Cuando la situación en el café llega a un punto insostenible, Hilde decide hacer las maletas. Inspirada por las descripciones de Giuseppe de su tierra natal, parte hacia Italia con su cuñada Svetlana.
Ambas anhelan tomarse un respiro, pero ¿realmente van a dejar el café en manos de la familia? El sol del verano y el mar azul pueden hacer olvidar todas las dudas...
1945. La guerra está a punto de terminar, y para los Alemanes se avecinan tiempos muy crudos. En Wiesbaden se encuentra el Café del Ángel, un espacio que antiguamente reunían a la flor y nata del teatro y de la música.
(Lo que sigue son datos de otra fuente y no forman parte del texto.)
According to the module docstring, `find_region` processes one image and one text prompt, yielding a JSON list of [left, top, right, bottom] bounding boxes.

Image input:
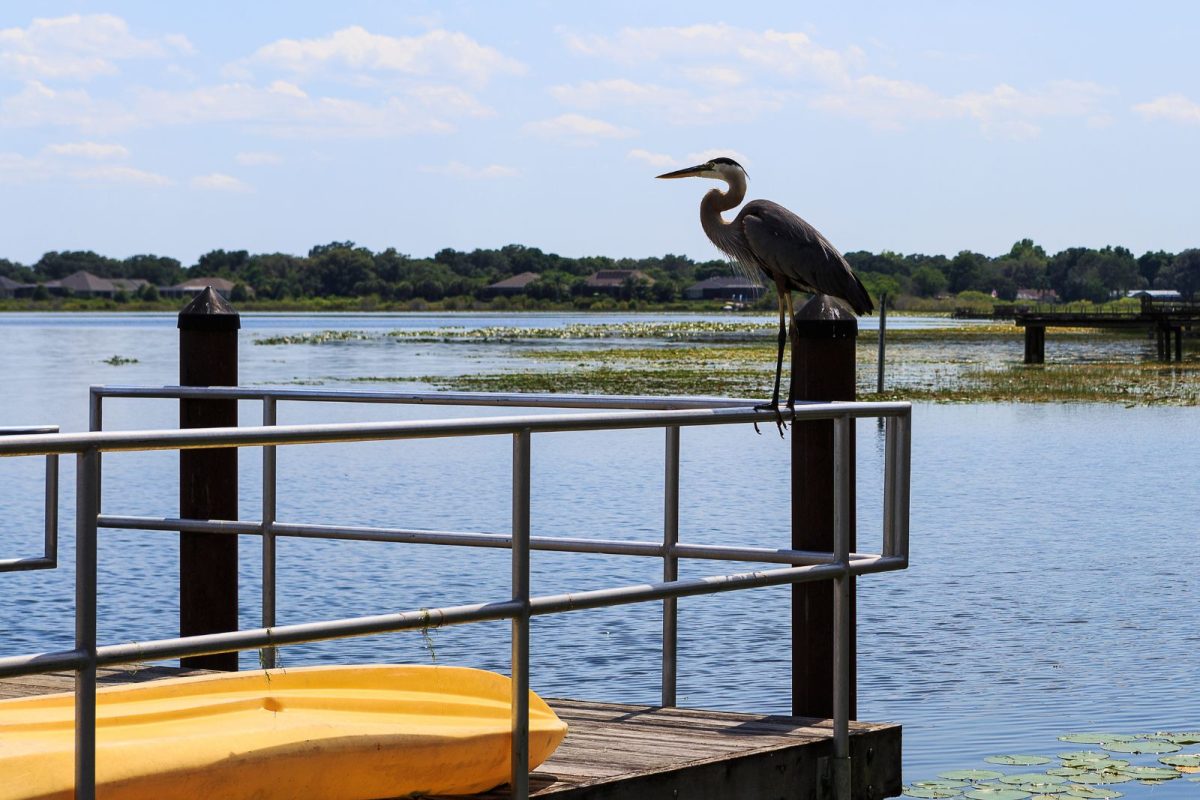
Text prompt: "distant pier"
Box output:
[[1013, 301, 1200, 363]]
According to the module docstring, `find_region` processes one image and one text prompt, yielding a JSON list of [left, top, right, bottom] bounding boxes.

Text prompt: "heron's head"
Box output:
[[656, 156, 749, 185]]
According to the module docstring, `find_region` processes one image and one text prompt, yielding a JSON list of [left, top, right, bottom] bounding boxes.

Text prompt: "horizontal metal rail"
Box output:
[[0, 386, 911, 800], [91, 385, 761, 410], [0, 557, 904, 678], [96, 515, 874, 565], [0, 403, 910, 457]]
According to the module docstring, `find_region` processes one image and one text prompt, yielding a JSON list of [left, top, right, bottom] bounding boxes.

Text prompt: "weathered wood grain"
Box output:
[[0, 667, 900, 800]]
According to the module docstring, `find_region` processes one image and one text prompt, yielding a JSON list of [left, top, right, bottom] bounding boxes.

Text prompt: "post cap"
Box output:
[[792, 294, 858, 339], [179, 287, 241, 331]]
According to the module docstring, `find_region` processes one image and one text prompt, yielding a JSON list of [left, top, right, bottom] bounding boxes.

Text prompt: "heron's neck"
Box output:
[[700, 180, 746, 241]]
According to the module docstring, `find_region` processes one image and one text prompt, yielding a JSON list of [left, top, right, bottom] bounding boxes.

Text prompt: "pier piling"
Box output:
[[792, 295, 858, 720], [179, 287, 241, 672]]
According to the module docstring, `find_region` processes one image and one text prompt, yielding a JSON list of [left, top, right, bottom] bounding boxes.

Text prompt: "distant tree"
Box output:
[[302, 242, 376, 297], [946, 249, 991, 294], [192, 249, 250, 277], [912, 264, 948, 297], [120, 255, 185, 287], [1156, 248, 1200, 300], [1138, 249, 1175, 292]]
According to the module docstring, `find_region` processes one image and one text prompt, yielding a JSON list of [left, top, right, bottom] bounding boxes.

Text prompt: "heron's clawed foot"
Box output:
[[754, 402, 787, 439]]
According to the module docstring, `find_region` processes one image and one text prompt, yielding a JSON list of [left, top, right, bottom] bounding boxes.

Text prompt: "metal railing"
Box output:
[[0, 387, 911, 800], [0, 425, 59, 572]]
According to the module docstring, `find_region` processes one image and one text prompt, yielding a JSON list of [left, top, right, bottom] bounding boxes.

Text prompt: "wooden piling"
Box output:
[[875, 291, 888, 393], [792, 295, 858, 720], [179, 287, 241, 670], [1025, 325, 1046, 363]]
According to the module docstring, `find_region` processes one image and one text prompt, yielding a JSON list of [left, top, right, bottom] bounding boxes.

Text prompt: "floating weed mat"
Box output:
[[904, 730, 1200, 800]]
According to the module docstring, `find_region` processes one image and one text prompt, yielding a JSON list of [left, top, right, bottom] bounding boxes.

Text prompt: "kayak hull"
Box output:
[[0, 666, 566, 800]]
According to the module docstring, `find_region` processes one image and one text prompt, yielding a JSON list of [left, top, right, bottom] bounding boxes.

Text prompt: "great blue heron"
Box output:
[[659, 158, 875, 433]]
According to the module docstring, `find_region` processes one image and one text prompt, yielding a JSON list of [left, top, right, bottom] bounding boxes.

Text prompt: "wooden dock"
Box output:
[[0, 667, 901, 800], [1013, 302, 1200, 363]]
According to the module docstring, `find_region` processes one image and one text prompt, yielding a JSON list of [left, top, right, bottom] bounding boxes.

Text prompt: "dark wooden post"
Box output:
[[792, 295, 858, 718], [1025, 325, 1046, 363], [179, 287, 241, 670]]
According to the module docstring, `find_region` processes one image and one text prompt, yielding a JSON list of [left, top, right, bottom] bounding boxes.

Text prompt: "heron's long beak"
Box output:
[[655, 164, 708, 178]]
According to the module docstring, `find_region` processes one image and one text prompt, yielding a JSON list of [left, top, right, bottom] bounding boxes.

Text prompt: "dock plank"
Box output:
[[0, 667, 900, 800]]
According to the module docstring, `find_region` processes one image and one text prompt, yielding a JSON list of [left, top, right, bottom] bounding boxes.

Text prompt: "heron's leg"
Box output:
[[756, 289, 791, 437], [787, 291, 799, 409]]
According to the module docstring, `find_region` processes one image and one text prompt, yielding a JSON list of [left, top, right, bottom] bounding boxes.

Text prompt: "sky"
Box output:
[[0, 0, 1200, 266]]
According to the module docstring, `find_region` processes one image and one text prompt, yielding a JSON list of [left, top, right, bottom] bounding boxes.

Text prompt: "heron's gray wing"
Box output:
[[737, 200, 874, 314]]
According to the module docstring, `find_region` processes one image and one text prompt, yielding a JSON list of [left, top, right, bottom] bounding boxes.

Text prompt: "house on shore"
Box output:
[[683, 275, 763, 302], [0, 275, 22, 297]]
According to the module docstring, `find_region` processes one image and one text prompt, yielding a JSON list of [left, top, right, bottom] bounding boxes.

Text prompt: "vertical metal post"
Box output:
[[509, 429, 529, 800], [88, 386, 104, 513], [42, 453, 58, 567], [875, 291, 888, 395], [895, 409, 912, 561], [880, 416, 899, 555], [662, 425, 679, 706], [74, 449, 100, 800], [792, 295, 858, 718], [262, 397, 278, 669], [833, 416, 853, 800], [179, 287, 241, 672]]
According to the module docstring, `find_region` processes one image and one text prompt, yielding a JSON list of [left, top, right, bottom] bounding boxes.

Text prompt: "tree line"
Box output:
[[0, 239, 1200, 305]]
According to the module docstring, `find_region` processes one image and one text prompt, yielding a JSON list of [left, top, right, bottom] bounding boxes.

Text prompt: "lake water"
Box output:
[[0, 314, 1200, 798]]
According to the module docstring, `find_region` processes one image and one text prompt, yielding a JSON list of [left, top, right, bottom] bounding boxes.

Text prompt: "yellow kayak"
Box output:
[[0, 666, 566, 800]]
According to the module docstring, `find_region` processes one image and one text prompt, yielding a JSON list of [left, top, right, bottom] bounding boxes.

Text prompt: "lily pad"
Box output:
[[1000, 772, 1067, 787], [1100, 739, 1180, 754], [1058, 730, 1135, 745], [1070, 769, 1133, 786], [904, 786, 961, 800], [1148, 730, 1200, 745], [912, 780, 971, 790], [984, 754, 1054, 766], [1058, 750, 1111, 762], [1121, 766, 1180, 781], [937, 770, 1003, 781], [1067, 786, 1122, 800], [962, 786, 1030, 800]]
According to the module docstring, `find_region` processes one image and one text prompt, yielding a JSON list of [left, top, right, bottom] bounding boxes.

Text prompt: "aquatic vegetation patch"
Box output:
[[904, 732, 1200, 800]]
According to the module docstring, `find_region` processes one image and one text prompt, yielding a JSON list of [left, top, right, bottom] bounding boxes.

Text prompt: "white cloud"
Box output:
[[0, 14, 192, 80], [242, 25, 526, 85], [561, 24, 1113, 138], [1133, 95, 1200, 125], [43, 142, 130, 161], [625, 148, 678, 169], [0, 80, 475, 138], [234, 152, 283, 167], [524, 114, 637, 145], [563, 23, 863, 80], [68, 164, 174, 186], [421, 161, 521, 180], [191, 173, 251, 192]]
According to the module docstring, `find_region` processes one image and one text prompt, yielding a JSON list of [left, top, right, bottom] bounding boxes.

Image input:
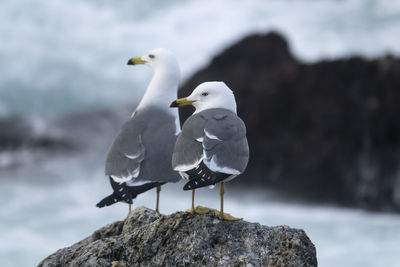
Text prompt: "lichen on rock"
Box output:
[[39, 207, 317, 267]]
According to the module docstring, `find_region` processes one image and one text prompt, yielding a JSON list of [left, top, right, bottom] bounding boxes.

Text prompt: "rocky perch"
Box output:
[[39, 207, 317, 267]]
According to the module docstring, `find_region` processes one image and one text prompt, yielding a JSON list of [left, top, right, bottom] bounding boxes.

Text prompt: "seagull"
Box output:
[[97, 48, 181, 216], [170, 82, 249, 220]]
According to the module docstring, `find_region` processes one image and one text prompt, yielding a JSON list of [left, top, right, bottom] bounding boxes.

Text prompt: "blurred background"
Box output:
[[0, 0, 400, 266]]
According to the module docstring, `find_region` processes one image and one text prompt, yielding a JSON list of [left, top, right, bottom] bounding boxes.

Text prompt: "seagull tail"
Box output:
[[96, 195, 122, 208]]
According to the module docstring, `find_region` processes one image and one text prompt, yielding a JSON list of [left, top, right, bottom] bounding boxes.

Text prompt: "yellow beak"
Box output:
[[169, 97, 196, 108], [126, 57, 146, 65]]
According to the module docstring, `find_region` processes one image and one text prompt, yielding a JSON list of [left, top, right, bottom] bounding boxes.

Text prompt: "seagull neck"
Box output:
[[138, 68, 180, 109]]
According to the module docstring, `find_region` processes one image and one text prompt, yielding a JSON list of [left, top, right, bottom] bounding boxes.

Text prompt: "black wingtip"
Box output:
[[96, 194, 121, 208], [169, 100, 179, 108]]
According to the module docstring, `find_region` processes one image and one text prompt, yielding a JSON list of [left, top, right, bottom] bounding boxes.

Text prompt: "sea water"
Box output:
[[0, 0, 400, 116]]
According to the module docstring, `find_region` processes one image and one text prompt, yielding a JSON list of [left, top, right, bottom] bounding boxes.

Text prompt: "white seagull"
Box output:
[[170, 82, 249, 220]]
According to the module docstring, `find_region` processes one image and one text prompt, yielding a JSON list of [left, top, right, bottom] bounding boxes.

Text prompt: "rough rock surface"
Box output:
[[39, 207, 317, 267], [179, 33, 400, 211]]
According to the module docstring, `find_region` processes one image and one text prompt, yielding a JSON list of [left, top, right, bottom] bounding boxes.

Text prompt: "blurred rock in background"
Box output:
[[179, 32, 400, 211]]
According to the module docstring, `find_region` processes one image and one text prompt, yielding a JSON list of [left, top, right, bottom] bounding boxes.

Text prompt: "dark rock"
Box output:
[[39, 207, 317, 267], [180, 30, 400, 211]]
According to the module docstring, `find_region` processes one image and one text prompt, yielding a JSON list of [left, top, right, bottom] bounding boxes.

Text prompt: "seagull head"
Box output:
[[127, 48, 179, 70], [170, 82, 236, 113]]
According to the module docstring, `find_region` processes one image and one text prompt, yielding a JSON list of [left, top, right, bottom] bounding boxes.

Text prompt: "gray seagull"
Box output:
[[97, 48, 180, 216], [170, 82, 249, 220]]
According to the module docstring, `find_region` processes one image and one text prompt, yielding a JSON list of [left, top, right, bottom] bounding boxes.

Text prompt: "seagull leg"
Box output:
[[125, 203, 132, 221], [214, 182, 240, 221], [186, 189, 195, 213], [156, 185, 161, 213], [186, 189, 210, 214]]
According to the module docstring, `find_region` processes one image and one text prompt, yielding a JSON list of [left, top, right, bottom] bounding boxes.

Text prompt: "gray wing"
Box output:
[[105, 117, 145, 183], [202, 113, 249, 175], [172, 109, 249, 175], [172, 115, 206, 171]]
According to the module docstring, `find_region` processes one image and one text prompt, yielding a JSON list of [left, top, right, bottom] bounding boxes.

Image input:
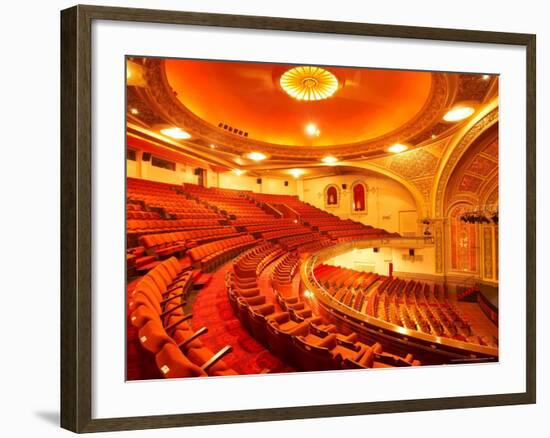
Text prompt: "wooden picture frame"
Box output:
[[61, 6, 536, 432]]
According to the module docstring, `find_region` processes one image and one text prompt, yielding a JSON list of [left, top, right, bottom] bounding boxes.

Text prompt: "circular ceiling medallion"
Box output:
[[279, 66, 338, 100]]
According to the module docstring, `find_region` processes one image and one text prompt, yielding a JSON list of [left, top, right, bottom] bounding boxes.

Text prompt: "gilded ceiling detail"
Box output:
[[412, 176, 434, 200], [390, 149, 438, 179], [483, 139, 498, 160], [468, 155, 498, 176], [138, 59, 450, 159], [456, 74, 491, 101], [433, 108, 498, 217], [458, 174, 483, 193]]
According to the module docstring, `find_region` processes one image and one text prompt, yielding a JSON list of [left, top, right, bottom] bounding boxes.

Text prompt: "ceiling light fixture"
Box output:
[[247, 152, 267, 161], [388, 143, 409, 154], [288, 169, 304, 178], [321, 155, 338, 164], [443, 106, 475, 122], [279, 66, 338, 101], [306, 123, 321, 137], [160, 127, 191, 140]]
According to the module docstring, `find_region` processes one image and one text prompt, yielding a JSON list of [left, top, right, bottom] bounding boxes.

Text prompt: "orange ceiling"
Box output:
[[165, 60, 432, 146]]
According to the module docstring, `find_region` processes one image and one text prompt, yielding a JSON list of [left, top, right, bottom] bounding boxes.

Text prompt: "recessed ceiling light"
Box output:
[[160, 127, 191, 140], [321, 155, 338, 164], [388, 143, 409, 154], [443, 106, 475, 122], [288, 169, 304, 178], [247, 152, 267, 161], [306, 123, 321, 137]]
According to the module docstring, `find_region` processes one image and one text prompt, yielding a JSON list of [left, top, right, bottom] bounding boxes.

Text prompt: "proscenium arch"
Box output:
[[338, 161, 428, 218], [434, 98, 499, 218]]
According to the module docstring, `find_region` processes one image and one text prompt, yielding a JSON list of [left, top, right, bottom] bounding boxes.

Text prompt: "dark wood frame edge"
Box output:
[[61, 5, 536, 433]]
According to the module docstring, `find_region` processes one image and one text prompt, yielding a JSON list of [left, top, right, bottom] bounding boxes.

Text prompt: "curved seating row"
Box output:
[[226, 248, 418, 371], [139, 226, 244, 258], [128, 257, 237, 378], [187, 234, 261, 272]]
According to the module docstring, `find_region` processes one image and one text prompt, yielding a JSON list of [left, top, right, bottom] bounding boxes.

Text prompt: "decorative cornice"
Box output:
[[143, 58, 451, 159], [433, 107, 498, 216]]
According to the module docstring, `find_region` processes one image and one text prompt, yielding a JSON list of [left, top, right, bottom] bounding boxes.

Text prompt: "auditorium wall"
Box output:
[[126, 153, 198, 184], [303, 175, 421, 236], [326, 246, 436, 277], [218, 172, 296, 195]]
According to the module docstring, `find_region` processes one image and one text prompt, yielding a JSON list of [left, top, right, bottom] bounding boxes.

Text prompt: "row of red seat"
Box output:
[[227, 246, 416, 371], [139, 226, 245, 259], [129, 258, 237, 378], [126, 219, 223, 234], [187, 234, 260, 272], [126, 211, 160, 220]]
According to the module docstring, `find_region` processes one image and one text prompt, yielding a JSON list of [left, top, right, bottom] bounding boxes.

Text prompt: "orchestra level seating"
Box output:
[[126, 178, 498, 380]]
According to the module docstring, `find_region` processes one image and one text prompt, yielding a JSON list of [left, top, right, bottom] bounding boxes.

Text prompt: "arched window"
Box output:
[[449, 204, 478, 272], [325, 184, 340, 207], [351, 182, 367, 213]]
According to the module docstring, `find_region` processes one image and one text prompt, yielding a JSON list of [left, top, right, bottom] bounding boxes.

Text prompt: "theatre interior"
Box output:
[[127, 57, 499, 380]]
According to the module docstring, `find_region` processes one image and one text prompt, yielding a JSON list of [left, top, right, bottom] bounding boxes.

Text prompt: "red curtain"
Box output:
[[327, 186, 338, 205], [353, 184, 366, 211]]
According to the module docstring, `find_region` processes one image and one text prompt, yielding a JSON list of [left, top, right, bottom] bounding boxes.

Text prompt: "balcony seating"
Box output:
[[188, 235, 260, 272], [129, 258, 236, 377]]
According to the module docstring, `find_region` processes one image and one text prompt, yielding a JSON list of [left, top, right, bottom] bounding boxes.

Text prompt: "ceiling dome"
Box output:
[[165, 59, 433, 147]]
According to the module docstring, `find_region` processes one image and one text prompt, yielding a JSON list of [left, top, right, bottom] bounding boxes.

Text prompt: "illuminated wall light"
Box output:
[[160, 127, 191, 140], [306, 123, 321, 137], [388, 143, 409, 154], [321, 155, 338, 164], [247, 152, 267, 161], [443, 106, 475, 122]]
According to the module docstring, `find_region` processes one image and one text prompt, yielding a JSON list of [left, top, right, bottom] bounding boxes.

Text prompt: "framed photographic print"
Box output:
[[61, 6, 536, 432]]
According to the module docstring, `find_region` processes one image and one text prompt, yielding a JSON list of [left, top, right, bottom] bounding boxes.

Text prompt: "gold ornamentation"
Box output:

Sin embargo, debido al racionamiento y a los bombardeos, ya no es lo que era, y deben cerrar. ¿Cómo podrán entre todos poner su granito de arena para que vuelva abrir? ¿Cómo podrán antiguos artistas, una judía, un matrimonio nazi y la familia que regentaba el café vivir en un mismo edificio sin que todo salte por los aires?
Me encantan las novelas de ficción histórica. Estos te permiten conocer más de nuestra historia mientras te entretienes con el relato. Los personajes aquí son muy variados y, al tratarse de una novela coral, conoceremos el punto de vista de todos ellos. Son personajes entrañables, con una historias que llegan al corazón, y que tienen una progresión muy buena.
Me ha gustado muchísimo también ver el punto de vista de vencedores y vencidos, del papel de los americanos en la ocupación de Alemania y cómo vivieron las personas de ambos bandos el fin de la guerra y las posteriores consecuencias.